Ropz blasts CS2 tick rate
Counter-Strike 2 is still in its beta phase and the developers have only let in a handful of players. They are also collecting feedback from the community to improve the game and its experience. While most of the features have received positive feedback, there are a few that have not been as welcome. CS:GO pro player Ropz believes the Tick rate system could be improved in CS2.
Movement in CS2 has been a hot topic of contention, especially since the movement mechanics do not feel as smooth as CS:GO. The community was justifiably enraged when they realized Valve had hard-coded CS2 tick rate to 64.
This means every third-party server would be playable only on 64 tick-rate servers, including the likes of FaceIt. Several pros and high-skill players use third-party services like Faceit to compete and practice without having to worry about cheats and hackers.
The enforcement of 64 tick-rate servers might not be a permanent thing. However, for the time being 64 tick rate servers are hard-encoded to the game.
Ropz has been extremely critical of Valve’s decision in a lengthy post on social media.

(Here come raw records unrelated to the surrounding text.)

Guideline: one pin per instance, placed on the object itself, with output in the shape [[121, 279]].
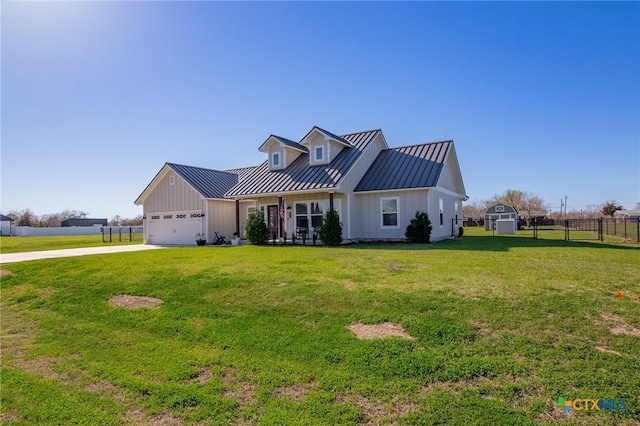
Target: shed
[[500, 211], [5, 225], [81, 221]]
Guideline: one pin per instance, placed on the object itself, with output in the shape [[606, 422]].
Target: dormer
[[323, 146], [282, 152]]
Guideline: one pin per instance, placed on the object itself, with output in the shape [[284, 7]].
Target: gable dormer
[[323, 146], [282, 152]]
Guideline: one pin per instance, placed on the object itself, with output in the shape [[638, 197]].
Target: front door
[[272, 220]]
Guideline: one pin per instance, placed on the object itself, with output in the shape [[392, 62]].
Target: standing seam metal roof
[[416, 166], [209, 183], [300, 176]]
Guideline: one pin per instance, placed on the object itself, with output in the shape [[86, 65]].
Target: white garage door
[[174, 228]]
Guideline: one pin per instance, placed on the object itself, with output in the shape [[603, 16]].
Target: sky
[[97, 96]]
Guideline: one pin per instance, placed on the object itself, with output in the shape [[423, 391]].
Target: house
[[375, 189], [81, 221], [5, 225]]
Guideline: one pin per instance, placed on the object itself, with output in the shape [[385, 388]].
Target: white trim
[[276, 155], [382, 225]]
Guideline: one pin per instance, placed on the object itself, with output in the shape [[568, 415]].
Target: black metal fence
[[576, 229], [588, 229]]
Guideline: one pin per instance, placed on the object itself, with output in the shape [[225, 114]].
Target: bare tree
[[609, 208], [474, 210], [527, 203]]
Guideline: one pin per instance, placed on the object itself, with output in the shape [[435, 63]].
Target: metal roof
[[335, 137], [416, 166], [300, 176], [209, 183]]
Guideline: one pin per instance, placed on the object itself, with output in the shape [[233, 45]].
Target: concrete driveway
[[50, 254]]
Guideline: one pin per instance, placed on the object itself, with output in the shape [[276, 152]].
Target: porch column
[[280, 216], [238, 216]]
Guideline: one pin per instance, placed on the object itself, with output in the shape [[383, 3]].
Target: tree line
[[26, 217], [530, 205]]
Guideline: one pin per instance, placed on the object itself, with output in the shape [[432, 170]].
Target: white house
[[375, 189]]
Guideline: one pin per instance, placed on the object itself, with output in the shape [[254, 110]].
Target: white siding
[[221, 218], [172, 198], [368, 223]]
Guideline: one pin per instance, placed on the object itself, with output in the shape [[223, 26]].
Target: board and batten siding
[[173, 198], [440, 232], [368, 224], [221, 218]]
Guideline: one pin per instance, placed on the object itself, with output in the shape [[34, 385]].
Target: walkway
[[50, 254]]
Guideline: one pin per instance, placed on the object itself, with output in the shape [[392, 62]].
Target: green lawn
[[502, 328], [23, 244]]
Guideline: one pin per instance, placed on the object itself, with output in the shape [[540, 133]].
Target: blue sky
[[96, 97]]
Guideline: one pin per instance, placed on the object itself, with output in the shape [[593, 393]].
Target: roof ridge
[[198, 167], [421, 144], [363, 131]]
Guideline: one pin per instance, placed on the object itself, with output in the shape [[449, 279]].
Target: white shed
[[500, 211]]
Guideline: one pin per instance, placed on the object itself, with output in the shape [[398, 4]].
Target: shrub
[[256, 229], [331, 230], [419, 229]]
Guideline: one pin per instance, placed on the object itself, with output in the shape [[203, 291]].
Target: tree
[[527, 203], [609, 208], [26, 218], [474, 210], [419, 229], [116, 220], [331, 230], [256, 229]]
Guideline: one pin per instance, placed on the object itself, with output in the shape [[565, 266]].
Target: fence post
[[600, 230]]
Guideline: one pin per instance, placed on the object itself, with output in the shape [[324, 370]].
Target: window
[[389, 207], [456, 209], [302, 221], [310, 214]]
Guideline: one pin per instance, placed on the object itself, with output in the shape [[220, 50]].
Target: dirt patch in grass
[[620, 326], [379, 331], [293, 393], [379, 412], [138, 417], [134, 302], [243, 392], [607, 351]]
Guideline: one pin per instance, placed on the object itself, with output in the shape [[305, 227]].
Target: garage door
[[178, 228]]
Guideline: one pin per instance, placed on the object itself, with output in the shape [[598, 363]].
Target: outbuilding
[[5, 225], [497, 212]]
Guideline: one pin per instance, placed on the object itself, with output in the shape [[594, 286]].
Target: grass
[[25, 244], [245, 335]]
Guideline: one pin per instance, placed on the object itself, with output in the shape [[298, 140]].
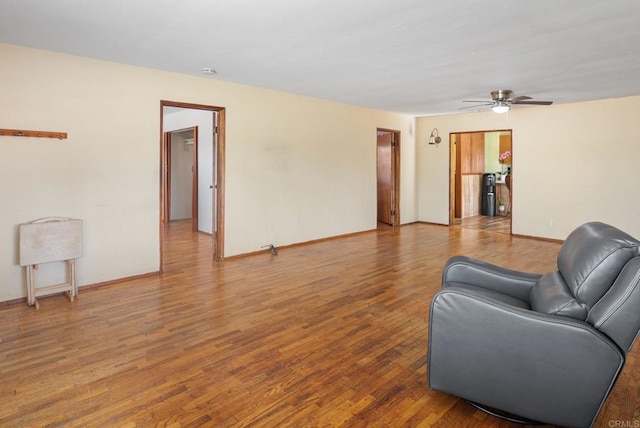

It's easy to notice you are playing 64 tick when you are strafing, shooting, bhopping, throwing nades, getting bad hitreg. Stuff like that simply doesn't happen as much as in 128t, it's more consistent and fits the gameplay better.
While his rant is mostly targeted towards the tick-rate problem affecting CS2 right now, he also plays the devil’s advocate. There’s a section of the community that would like a higher tick rate (256!).
128 tick is optimal
According to Wikipedia, “a single update of a game simulation is known as a tick. The rate at which the simulation is run on a server is referred often to as the server's tickrate; this is essentially the server equivalent of a client's frame rate, absent any rendering system”
Players interested in learning more about the tick rate in CS:GO can do so by visiting the Valve developer forums here.
Ropz believes there is an optimal tick rate and that is 128. While having a 256 tick rate can provide some advantages, it will also remove some of the other benefits providing an overall suboptimal experience.
The argument, oh well why stop at 128t, lets go for 256t is just a bad take. Of course, it would be an improvement, but an unnecessary one. I believe 128t is already at such low latency, that it's extremely rare to have an impact on gameplay events. The advantage of also having a tick rate is consistency. That's what makes 128t as good as it is, because the delay is small enough and so consistent, that getting bad hitreg would be very rare, the game doesn't feel off, strafing and shooting feels better - because that delay is small enough for a person, even a skilled one, to have no effect.
Players with expensive machines and more computing power would potentially demand higher tick rates. Their systems will be able to handle higher tick rates. However, having a higher tick rate would mean additional costs and quite often, an unnecessary burden on the player base as well as the developers.
If you push the tick-rate high enough it might be possible to notice a difference, but the impact is minimal. My point is that 128t is already high enough to not have issues in your gameplay.
With Counter-Strike 2 set to release in Summer 2023, there’s no fixed date yet, we can expect Valve to provide an optimal solution. Whether that would include continuing to suppress the tick rate or allowing third-party servers to serve higher tick rates is still unclear.